Last December, U.S. Customs and Border Protection agents stopped Bishop at the California-Mexico border as he tried to smuggle almost 300 pounds of marijuana into the country. He pleaded guilty in February to unlawful importation of marijuana.

“Somewhere this went awry,” Moskowitz said.

Even though he lost his way, Bishop told Moskowitz he still believes that God was with him for every step.

“I fell off the way. But my God has never forsaken me,” he said.

According to The Columbian, the church Bishop started with his now estranged wife, Michelle, grew to be one the largest churches in Clark County that targeted “people who don’t do church” as well as Christians in need of grace and a second chance.

When Bishop stepped down as senior pastor in November 2015 he was said to have gone to Mexico for alcohol abuse treatment. He also was reportedly involved in ministry there.

Prosecutors argued that Bishop’s cellphone records provided a different picture of what he was doing in Mexico which show his wife and son as eager accomplices, according to The San Diego Union Tribune.

An FBI analysis of text messages between the family suggest that the Bishops’ adult son, David, who was also living in Los Cabos, held a position in a cartel operating in the area.

In November 2017, David questioned if his father was “in the right place to talk like real business partners.”

Bishop responded: “I have been dead f---ing serious about sleeping. Working. I got a haircut and bought business clothes. I am doing what I have to do and there are elements of risk and even danger.”

He continued: “International trafficking is kind of a big problem if you get caught.
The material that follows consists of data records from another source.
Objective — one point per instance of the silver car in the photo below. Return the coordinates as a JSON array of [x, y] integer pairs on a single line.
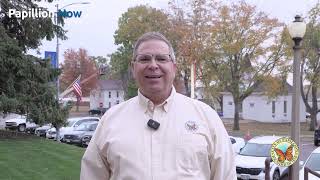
[[82, 134]]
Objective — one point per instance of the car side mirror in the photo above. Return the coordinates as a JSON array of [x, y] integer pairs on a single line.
[[301, 163]]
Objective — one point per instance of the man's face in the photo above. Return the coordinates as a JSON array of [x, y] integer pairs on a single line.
[[153, 77]]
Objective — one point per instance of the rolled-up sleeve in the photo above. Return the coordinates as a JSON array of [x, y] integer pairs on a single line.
[[93, 165]]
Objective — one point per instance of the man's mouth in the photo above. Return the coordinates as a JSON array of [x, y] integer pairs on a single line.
[[153, 76]]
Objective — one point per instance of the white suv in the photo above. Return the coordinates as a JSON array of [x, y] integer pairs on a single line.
[[71, 124], [250, 162], [21, 124]]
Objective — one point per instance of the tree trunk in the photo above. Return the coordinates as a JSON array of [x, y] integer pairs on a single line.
[[236, 114]]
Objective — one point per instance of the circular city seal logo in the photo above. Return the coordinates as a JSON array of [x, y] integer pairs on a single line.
[[284, 152], [191, 126]]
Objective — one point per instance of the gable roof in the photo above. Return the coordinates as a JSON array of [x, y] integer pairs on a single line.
[[110, 84], [262, 88]]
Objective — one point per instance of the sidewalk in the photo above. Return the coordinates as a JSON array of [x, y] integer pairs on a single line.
[[255, 128]]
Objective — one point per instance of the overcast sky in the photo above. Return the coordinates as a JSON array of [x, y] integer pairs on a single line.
[[95, 29]]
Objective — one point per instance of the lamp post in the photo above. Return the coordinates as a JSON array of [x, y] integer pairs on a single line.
[[57, 46], [297, 30]]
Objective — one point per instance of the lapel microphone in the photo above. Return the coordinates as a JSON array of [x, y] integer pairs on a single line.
[[153, 124]]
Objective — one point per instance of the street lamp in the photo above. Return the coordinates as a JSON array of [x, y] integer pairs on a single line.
[[297, 30], [57, 46]]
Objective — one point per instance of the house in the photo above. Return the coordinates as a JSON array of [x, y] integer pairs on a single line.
[[261, 108], [107, 94]]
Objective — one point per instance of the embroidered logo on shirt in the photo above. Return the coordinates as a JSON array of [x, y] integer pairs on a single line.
[[191, 126]]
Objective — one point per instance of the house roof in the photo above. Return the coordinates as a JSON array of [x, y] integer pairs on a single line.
[[262, 88], [110, 84]]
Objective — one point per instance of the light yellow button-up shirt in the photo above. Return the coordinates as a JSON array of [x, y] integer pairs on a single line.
[[190, 144]]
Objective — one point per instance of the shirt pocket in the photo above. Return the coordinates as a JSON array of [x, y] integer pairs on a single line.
[[191, 153]]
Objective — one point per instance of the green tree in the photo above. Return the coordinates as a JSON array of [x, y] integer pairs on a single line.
[[245, 47], [26, 82]]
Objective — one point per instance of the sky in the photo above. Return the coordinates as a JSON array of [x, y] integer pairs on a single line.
[[95, 29]]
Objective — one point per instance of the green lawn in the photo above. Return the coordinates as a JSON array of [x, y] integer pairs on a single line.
[[39, 159]]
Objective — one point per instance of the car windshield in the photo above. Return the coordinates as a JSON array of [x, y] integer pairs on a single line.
[[258, 150], [86, 127], [70, 123], [314, 162]]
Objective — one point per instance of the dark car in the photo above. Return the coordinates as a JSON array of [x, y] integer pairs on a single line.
[[316, 137], [80, 134]]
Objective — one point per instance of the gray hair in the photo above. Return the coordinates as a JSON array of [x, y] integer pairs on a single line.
[[153, 36]]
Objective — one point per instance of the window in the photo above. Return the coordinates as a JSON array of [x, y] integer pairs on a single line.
[[273, 107], [285, 107]]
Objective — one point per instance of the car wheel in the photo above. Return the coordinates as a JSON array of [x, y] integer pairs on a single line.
[[22, 128], [276, 175]]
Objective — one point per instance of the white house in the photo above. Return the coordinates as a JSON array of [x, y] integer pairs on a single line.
[[107, 94], [259, 107]]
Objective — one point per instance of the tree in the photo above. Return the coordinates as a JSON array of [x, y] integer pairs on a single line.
[[26, 81], [245, 47], [28, 32], [132, 24], [189, 35], [26, 84], [310, 65]]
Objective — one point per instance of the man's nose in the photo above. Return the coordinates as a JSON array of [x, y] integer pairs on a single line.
[[153, 63]]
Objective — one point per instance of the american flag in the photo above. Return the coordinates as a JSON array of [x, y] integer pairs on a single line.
[[77, 88]]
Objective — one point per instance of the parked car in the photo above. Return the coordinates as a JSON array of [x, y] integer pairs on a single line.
[[72, 123], [42, 130], [81, 134], [21, 124], [313, 163], [99, 112], [250, 162], [237, 143], [51, 133], [316, 137]]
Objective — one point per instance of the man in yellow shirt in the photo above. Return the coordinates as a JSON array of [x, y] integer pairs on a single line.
[[159, 134]]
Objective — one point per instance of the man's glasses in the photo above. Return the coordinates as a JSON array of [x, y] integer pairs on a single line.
[[147, 58]]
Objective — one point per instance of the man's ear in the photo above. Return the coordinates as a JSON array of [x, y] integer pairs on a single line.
[[132, 69]]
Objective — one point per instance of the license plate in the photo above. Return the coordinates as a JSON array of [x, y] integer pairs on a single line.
[[245, 176]]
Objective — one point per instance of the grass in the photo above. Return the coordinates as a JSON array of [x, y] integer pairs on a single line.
[[38, 159]]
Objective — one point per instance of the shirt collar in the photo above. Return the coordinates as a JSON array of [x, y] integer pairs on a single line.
[[146, 103]]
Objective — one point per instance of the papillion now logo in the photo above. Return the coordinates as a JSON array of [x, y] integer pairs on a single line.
[[42, 13], [69, 14]]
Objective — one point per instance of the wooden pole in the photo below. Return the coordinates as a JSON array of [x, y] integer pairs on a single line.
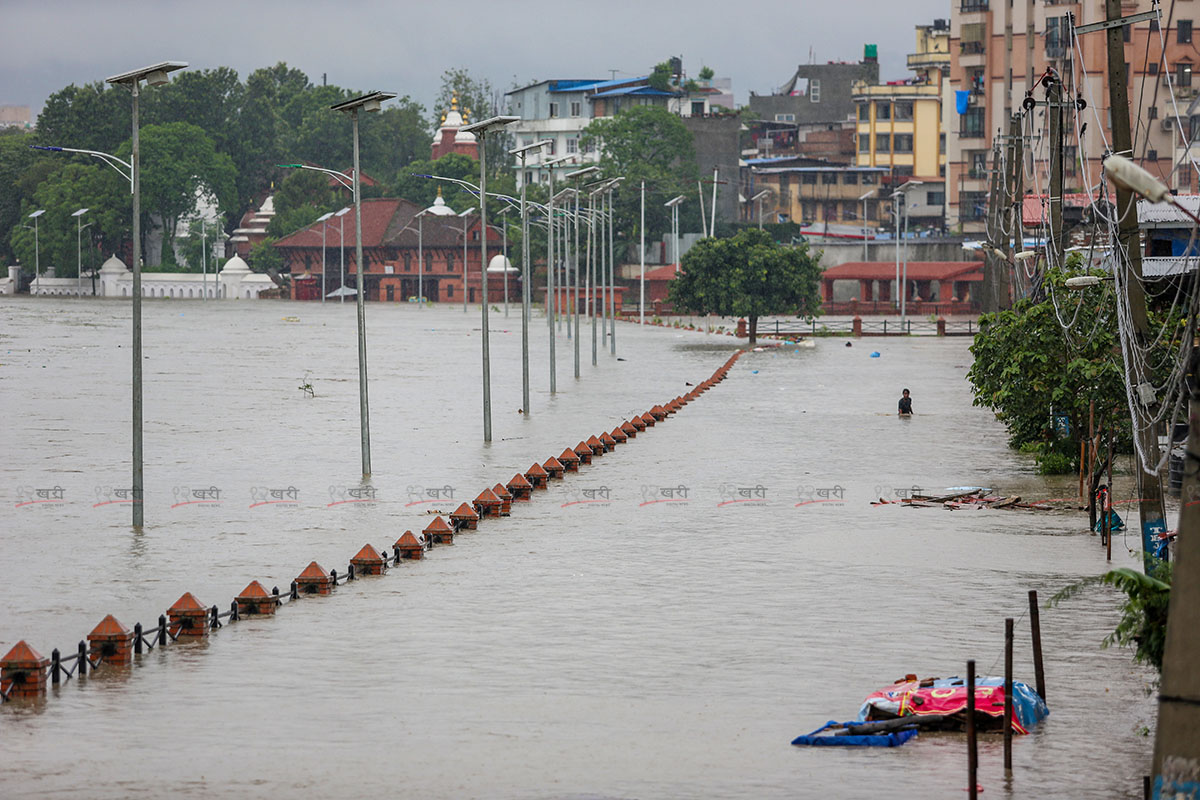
[[972, 745], [1036, 632], [1008, 696]]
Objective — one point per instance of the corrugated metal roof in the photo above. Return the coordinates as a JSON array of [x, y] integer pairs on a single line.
[[642, 91], [1167, 215]]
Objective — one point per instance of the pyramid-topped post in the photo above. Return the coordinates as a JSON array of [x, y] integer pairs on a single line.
[[487, 504], [255, 600], [439, 531], [538, 476], [369, 561], [315, 579], [521, 488], [411, 546], [189, 617], [23, 672], [505, 497], [112, 641], [465, 517], [570, 459]]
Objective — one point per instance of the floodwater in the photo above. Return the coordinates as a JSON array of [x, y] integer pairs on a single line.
[[575, 649]]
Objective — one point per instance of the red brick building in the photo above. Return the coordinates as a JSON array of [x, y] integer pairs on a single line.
[[391, 256]]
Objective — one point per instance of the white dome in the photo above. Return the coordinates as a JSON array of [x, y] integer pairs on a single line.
[[114, 265], [499, 264], [235, 264], [439, 208]]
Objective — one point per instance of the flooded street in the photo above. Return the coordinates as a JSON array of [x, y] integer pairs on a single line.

If I am am [sic] going to be in this biz at any level, it has to be with different people.”

His wife, Michelle, often encouraged his smuggling and was in turn happy to direct how the money he earned was spent, including on a cruise, a Disney trip, schooling and a car, prosecutors said.

“Be honest and tell them how the money was acquired … Just kidding ... We have a house baby,” Bishop texted his wife, according to the FBI’s evidence reported by the Tribune.

In one text message, Bishop allegedly wrote: “Are you happy is the main thing ... Cleaning money. Your job … Would you have imagined we would be in this place? What a blessing.”